CVPR 2026 Multimodal VLM Large vision-language model efficiency visual token sparsification dynamic computation allocation cross-attention self-attention selection

VISion On Request: Enhanced VLLM Efficiency with Sparse, Dynamically Selected, Vision-Language Interactions¶

Conference: CVPR 2026 arXiv: 2603.23495 Code: None (based on LLaVA-OV) Area: Multimodal VLM Keywords: Large vision-language model efficiency, visual token sparsification, dynamic computation allocation, cross-attention, self-attention selection

TL;DR¶

VISOR proposes a new efficiency paradigm distinct from visual token compression — by sparsifying vision-language interaction layers within the LLM (a small number of cross-attention layers plus dynamically selected self-attention layers), it achieves 8.6–18× FLOPs savings while retaining all high-resolution visual tokens, substantially outperforming token compression methods on challenging tasks that require fine-grained understanding.

Background & Motivation¶

Background: Large vision-language models (LVLMs) typically concatenate visual tokens generated by a vision encoder (e.g., CLIP/SigLIP) with text tokens and feed them into an LLM. High-resolution images produce large numbers of visual tokens, causing computation costs to grow quadratically with token count. Existing efficiency methods almost universally revolve around token compression or pruning.
Limitations of Prior Work: Token compression methods (e.g., VisionZip, PyramidDrop, HiRED) perform adequately on simple tasks requiring coarse-grained understanding, but suffer significant performance degradation on challenging tasks requiring fine-grained reasoning (e.g., DocVQA, ChartQA, InfoVQA). This is because compressing visual tokens inevitably creates an information bottleneck, discarding critical detail.
Key Challenge: The tension between efficiency and fidelity — token compression improves efficiency by reducing token count, but permanently discards visual information.
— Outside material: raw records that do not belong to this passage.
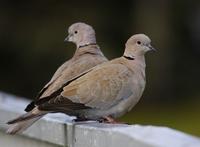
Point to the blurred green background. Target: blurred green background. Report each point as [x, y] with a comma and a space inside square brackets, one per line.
[32, 47]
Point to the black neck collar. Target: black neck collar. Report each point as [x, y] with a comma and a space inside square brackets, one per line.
[87, 45]
[129, 58]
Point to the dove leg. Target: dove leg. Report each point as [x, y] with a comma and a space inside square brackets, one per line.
[110, 120]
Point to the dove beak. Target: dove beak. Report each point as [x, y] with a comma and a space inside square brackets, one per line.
[67, 38]
[151, 48]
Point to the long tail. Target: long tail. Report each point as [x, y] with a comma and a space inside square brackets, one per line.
[22, 122]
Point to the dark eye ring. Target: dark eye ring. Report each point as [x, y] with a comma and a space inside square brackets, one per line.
[138, 42]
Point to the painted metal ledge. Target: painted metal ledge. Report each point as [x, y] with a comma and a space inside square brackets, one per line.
[56, 130]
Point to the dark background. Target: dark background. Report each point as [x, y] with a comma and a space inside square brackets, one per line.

The question is whether efficiency can be improved without discarding tokens at all.
Goal: (1) Substantially reduce LVLM inference cost without compressing or discarding visual tokens; (2) Enable task- and sample-adaptive computation allocation — less computation for simple inputs, more for difficult ones.
Key Insight: Through in-depth analysis of LLaVA-OV, the paper identifies three key observations: (1) vision-language interactions across layers are sparse, exhibiting a sawtooth pattern; (2) in simple tasks, visual features remain nearly unchanged (CKA > 0.9), whereas in complex tasks they are significantly refined (CKA dropping to 0.6); (3) different tasks vary greatly in their demand for visual processing.
Core Idea: Rather than compressing visual tokens, VISOR sparsifies the interaction between LLM layers and visual tokens — using a small number of cross-attention layers to efficiently provide visual context, and a small number of dynamically selected self-attention layers to refine visual representations when needed.

Method¶

Overall Architecture¶

VISOR builds on the LLaVA-OV architecture and decouples the full-sequence self-attention in standard LLM layers into three types: (1) text-only layers (the majority) — process only text tokens without touching visual tokens, incurring minimal computation; (2) cross-attention layers — text tokens query visual tokens without updating visual representations, with cost \(O(N_t N_v d)\), far below full attention; (3) self-attention layers — process the complete vision-plus-text sequence and update visual tokens, highest cost but enabling visual feature refinement. Cross-attention layers are uniformly distributed throughout the model; the number and positions of self-attention layers are determined dynamically based on the task.

Key Designs¶

Efficient Visual Context: Cross-Attention
- Function: Allows text tokens to efficiently query static visual features without updating visual tokens.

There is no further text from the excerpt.